As of 2026, Virtel is working as a writer for Jimmy Kimmel Live!. He occasionally appears in-person on the show in a segment called "Virtel It Like It Is". As a result of his affiliation with Jimmy Kimmel, he has also contributed to various awards broadcasts Kimmel has hosted, including the 72nd Primetime Emmy Awards, as well as the 95th and 96th Academy Awards. Virtel confirmed on an episode of Keep It! that his contributions to the 96th Academy Awards included a joke about French actor Gérard Depardieu eating his own vomit. He earned a Primetime Emmy Award nomination for Outstanding Writing for a Variety Special as part of its writing staff.

In 2024, the Jeopardy! spinoff Pop Culture Jeopardy! premiered on Amazon Prime Video, with Virtel serving as a writer for the show. For his work as a part of the Pop Culture Jeopardy! team, Virtel won the award for Quiz and Audience Participation show at the 77th Writers Guild of America Awards. Virtel also served as a writer for the 31st Screen Actors Guild Awards.

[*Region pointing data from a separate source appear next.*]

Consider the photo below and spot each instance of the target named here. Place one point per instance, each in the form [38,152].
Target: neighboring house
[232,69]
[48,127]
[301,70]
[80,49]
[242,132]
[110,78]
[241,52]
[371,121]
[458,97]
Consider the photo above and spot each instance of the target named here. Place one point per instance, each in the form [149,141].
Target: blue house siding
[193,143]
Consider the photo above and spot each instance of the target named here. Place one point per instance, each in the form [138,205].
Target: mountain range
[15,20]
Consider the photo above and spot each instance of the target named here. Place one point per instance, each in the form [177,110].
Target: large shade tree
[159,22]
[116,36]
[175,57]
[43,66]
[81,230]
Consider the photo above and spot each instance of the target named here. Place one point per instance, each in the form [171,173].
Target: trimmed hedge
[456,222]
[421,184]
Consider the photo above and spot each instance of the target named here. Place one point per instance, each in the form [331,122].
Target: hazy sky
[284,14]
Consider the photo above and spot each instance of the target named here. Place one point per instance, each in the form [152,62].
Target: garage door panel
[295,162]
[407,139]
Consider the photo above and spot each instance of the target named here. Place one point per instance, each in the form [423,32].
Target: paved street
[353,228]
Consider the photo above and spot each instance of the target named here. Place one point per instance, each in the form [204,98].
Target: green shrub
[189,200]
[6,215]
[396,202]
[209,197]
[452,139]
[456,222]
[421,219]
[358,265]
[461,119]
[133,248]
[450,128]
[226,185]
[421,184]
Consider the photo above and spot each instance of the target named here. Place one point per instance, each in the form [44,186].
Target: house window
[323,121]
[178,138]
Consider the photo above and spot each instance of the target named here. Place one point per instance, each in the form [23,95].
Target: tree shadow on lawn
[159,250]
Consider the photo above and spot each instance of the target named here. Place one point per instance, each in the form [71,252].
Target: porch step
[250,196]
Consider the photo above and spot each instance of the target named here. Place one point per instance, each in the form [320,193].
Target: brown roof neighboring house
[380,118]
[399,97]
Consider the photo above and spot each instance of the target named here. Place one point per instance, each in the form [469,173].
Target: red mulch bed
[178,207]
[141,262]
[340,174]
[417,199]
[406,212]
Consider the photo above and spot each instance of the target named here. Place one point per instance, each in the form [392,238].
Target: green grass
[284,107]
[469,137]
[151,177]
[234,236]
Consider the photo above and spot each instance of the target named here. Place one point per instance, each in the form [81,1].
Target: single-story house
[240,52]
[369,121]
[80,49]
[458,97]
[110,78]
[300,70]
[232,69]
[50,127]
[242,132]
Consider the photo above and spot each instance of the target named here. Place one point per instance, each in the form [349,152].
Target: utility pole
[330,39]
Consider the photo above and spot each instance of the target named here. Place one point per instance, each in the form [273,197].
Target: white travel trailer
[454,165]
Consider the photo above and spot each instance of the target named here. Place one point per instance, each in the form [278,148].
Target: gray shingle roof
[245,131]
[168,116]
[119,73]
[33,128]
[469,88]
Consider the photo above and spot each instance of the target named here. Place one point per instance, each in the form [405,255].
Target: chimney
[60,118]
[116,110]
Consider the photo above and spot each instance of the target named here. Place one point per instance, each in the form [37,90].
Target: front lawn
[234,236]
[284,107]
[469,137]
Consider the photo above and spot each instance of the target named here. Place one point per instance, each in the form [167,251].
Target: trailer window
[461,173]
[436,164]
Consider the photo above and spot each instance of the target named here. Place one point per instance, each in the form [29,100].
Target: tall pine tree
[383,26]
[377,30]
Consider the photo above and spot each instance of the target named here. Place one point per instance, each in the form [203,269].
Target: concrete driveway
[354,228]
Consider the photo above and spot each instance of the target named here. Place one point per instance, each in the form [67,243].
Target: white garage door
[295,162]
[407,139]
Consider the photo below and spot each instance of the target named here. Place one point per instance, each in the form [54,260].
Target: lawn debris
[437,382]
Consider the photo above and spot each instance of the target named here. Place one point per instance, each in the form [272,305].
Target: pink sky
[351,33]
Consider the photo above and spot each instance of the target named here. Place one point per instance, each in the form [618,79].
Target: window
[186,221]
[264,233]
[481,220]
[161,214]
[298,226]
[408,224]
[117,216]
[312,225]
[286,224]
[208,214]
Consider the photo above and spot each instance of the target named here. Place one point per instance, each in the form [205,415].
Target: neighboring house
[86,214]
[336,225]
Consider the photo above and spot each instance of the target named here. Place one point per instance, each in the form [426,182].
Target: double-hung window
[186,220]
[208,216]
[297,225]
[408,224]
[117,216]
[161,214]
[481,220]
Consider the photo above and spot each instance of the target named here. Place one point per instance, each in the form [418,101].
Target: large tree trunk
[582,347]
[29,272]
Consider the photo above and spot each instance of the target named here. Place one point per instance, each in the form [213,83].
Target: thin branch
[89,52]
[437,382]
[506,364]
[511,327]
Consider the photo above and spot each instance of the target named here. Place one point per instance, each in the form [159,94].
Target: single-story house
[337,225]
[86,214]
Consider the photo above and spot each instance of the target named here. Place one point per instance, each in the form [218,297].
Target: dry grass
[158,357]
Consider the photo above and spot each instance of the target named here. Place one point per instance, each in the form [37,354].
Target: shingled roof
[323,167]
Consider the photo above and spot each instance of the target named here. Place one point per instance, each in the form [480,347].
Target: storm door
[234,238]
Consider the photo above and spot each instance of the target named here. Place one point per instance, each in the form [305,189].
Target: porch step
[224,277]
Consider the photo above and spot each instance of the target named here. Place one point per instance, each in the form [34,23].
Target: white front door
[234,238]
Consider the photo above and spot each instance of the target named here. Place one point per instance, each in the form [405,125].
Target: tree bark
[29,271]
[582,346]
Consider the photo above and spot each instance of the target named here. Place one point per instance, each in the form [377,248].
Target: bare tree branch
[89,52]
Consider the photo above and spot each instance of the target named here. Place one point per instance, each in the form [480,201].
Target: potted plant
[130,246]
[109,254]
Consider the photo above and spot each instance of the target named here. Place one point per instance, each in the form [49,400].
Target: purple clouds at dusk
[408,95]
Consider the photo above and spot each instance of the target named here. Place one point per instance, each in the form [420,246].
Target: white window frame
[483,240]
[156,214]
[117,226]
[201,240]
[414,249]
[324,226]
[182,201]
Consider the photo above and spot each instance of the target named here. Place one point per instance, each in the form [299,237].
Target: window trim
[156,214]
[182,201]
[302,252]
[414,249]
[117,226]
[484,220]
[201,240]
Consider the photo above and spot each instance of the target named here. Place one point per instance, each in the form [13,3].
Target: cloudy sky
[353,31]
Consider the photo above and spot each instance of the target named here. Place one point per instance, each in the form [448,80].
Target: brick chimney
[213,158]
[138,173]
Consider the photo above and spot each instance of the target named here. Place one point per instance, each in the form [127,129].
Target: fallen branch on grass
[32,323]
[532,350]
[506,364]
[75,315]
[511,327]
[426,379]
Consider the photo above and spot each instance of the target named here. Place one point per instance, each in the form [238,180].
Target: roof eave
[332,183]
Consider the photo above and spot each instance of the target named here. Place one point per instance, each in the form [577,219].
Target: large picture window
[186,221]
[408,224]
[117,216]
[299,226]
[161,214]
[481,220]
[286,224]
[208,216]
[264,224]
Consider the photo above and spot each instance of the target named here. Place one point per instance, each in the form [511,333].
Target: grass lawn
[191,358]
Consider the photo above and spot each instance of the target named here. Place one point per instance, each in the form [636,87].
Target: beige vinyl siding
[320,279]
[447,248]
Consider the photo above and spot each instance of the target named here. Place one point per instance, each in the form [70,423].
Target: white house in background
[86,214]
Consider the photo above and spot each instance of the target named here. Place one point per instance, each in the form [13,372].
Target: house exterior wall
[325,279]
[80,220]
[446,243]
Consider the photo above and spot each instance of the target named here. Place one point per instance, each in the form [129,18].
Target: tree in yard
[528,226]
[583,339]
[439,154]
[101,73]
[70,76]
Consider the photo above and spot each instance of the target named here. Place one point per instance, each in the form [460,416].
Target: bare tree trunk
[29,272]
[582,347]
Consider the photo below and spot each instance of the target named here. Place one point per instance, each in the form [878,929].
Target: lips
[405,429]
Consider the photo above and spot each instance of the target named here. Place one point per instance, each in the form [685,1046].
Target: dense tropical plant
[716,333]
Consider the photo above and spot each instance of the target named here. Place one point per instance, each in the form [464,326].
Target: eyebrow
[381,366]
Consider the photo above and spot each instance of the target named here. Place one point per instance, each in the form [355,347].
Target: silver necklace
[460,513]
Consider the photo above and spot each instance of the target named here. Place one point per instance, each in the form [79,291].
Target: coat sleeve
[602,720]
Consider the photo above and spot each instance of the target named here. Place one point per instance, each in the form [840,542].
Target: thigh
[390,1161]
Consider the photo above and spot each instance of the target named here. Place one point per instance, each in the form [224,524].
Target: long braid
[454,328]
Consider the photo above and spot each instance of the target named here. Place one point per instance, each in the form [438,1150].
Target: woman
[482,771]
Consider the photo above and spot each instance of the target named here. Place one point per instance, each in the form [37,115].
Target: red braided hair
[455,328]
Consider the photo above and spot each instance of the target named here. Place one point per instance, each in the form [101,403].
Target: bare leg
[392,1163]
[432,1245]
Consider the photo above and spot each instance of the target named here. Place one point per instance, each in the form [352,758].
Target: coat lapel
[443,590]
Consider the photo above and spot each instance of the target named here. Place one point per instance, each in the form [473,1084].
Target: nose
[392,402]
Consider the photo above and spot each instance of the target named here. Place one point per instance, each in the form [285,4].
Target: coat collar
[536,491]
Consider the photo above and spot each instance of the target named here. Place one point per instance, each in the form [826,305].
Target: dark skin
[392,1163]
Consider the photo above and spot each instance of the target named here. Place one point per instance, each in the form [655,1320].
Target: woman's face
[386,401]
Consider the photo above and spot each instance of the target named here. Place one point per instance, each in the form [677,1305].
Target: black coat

Virtel served as a member of the Jimmy Kimmel Live! writing staff during the show's brief production suspension, which occurred following right-wing criticism of a comment Kimmel made during a monologue in which he speculated on the beliefs of conservative activist Charlie Kirk's shooter. The action was widely characterized by journalists as a retaliatory measure against Kimmel—who has consistently been critical of Donald Trump—by Federal Communications Commission (FCC) chairman Brendan Carr, who had first been appointed to the agency's Board of Commissioners by Trump in 2017. (Note: Attributed to multiple references:) Virtel responded to this matter on a September 2025 episode of Keep It!, telling guest host Guy Branum, "I think joke-telling is often the fastest way to tell the truth, and tell the truth in a way people remember. But when it comes to the word 'fascism,' actually, I feel like we all just need to say, 'No. Bad.' There’s nothing to say. There’s no irony to put on this." Virtel earned a nomination for Outstanding Writing for a Variety Series at the 78th Primetime Emmy Awards for his contributions to Jimmy Kimmel Live! that year.

In July 2025, fellow television writer Ira Madison III, with whom Virtel had hosted Keep It! since his arrival on the show, departed his co-host position, with no immediate replacement having been announced. Throughout the following year, Virtel hosted the show with a rotating slate of guest hosts. Television personality and fashion designer Nina Parker, who frequently made appearances during the interim period, was ultimately selected as the show's permanent co-host; she made her official debut as such on July 8, 2026.